Monday, 19 September 2011

More Organised Vengence?

THIS last weekend the Met have been after a court order under the Official Secrets Act to try to make Guardian reporters disclose their sources about the phone hacking scandal. Scotland Yard claims the Act could have been breached last July, when Guardian reporters Nick Davies and Amelia Hill exposed the hacking of murder victim Milly Dowler's mobile phone by an investigator acting for the News of the World.

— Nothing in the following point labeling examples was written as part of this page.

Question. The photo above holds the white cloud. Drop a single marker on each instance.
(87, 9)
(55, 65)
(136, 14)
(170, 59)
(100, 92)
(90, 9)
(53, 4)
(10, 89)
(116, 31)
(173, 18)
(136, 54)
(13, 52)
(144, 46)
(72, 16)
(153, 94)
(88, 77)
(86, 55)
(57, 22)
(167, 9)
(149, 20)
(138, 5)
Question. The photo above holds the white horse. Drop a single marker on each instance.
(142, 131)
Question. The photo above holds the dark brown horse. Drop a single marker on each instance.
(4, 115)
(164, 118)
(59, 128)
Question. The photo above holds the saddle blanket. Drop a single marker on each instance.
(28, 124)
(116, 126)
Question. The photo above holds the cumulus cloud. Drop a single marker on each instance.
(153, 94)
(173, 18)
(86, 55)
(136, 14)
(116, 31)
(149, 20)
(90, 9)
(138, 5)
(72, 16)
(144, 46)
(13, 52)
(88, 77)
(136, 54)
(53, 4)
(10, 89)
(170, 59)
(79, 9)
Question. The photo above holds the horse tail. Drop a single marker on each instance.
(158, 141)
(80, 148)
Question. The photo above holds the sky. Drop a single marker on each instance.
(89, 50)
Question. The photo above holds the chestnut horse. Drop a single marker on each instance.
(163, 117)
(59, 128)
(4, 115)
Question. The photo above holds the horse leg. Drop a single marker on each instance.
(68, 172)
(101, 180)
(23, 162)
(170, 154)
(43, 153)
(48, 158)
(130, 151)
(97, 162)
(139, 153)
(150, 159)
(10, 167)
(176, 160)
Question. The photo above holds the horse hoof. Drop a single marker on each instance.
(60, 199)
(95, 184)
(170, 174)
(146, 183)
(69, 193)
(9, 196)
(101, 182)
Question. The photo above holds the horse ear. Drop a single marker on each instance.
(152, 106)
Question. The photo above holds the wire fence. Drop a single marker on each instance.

It seems that the police plonkers in London who failed to pursue the News of the World are now reaching for the Official Secrets Act to deal with the journalists who showed them all up. Geoffrey Robertson QC writes in last Saturday's Guardian: 'That coverage has exposed not only the hackers but also the incompetence of the police, and it is no doubt for that reason that Scotland Yard is overzealous in its attempts to uncover the sources.'

The Guardian in an editorial argues: 'It beggars belief that the Metropolitan police - who, for years, declined to lift a finger against News International journalists despite voluminous evidence of criminal behaviour - should now be using the Official secrets Act to pursue the Guardian, which uncovered the story.'

Perhaps the Guardian should follow News International's example and get agate employing a few retired coppers from the Met. as staff columnists. That might help to keep Scotland Yard off their backs.